The Indian currency has been the worst performer this year so far, losing 5.10 per cent since January. The sudden jump in global crude prices rattled the forex market sentiment in a big way stoking concerns over widening trade deficit and higher capital outflows. As
India is a net crude oil importer, a sharp rise in prices can affect the import bill and disrupt the fiscal position.
Crude oil jumped to its highest levels since late-2014 on Monday to cross the significant $75 a barrel tag boosted by Venezuela’s deepening economic crisis and a looming decision on whether the United States will re-impose sanctions on Iran. Brent crude, an international benchmark, was trading at $75.57 a barrel in early Asian trade.
“FIIs continue to be net sellers in Indian equities, adding further pressure on the rupee. To this end, CPI release scheduled later this week will be viewed with interest. Markets participants also watched the RBI’s recent move to conduct OMO; to buy government bonds worth up to Rs 10,000 crore on May 17,” said Anand James, Chief Market Strategist at Geojit Financial Services. Foreign investors have pulled out over Rs 22,000 crore from the debt market in the last three months and around Rs 8,400 crore from the equity market in the last two months amid the surge in global crude prices and rise in yields of government securities.
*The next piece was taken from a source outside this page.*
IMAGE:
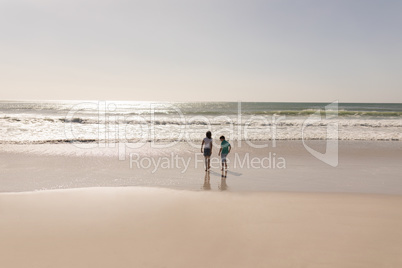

Meanwhile, benchmark Sensex surged past the 35,000-mark as earnings optimism and bargain hunting sparked a sustained mid-session upswing amid mixed overseas cues. The BSE benchmark Sensex opened higher at 34,983.59 and hovered in a range of 35,259.81 to 34,977.74 before finishing at 35,208.14, showing a gain of 292.76 points or 0.84 per cent. This is its highest closing since February 1, 2018, when it had finished at 35,906.66.
The NSE 50-share Nifty spurted 97.25 points, or 0.92 per cent, to 10,715.50 after shuttling between 10,725.65 and 10,635.65.
M&M was the biggest gainer in the Sensex kitty, rising 3.68 per cent, followed by Axis Bank, which advanced 2.82 per cent. ICIC Bank jumped 2.30 per cent ahead of its results. Among the sectoral indices, metal climbed 1.68 per cent, oil and gas 1.64 per cent, realty 1.51 per cent, consumer durables 1.45 per cent, auto 1.43, PSU 1.18 per cent, infrastructure 1.13 per cent, bankex 1.12 per cent, capital goods 1.12 per cent, FMCG 1.12 per cent and power 0.50 per cent. Healthcare fell 0.53 per cent and IT shed 0.01 per cent. Ruchi Soya rallied 7.09 per cent as the race to acquire the debt-laden firm heats up.
Abhijeet Dey, senior fund manager, BNP Paribas Mutual Fund, said: “The mood in stock markets, both in India as well as globally seems to be upbeat. Globally, investors digested the trade talks between the US and China. Both sides recognise that there are still big differences on some issues and they need to continue to step up their work to make progress. Investors remained skittish over the outcome of these talks. On the sectoral front, while the information technology and healthcare indices traded with losses, strong gains of over one per cent were seen in most of the other sectoral indices.”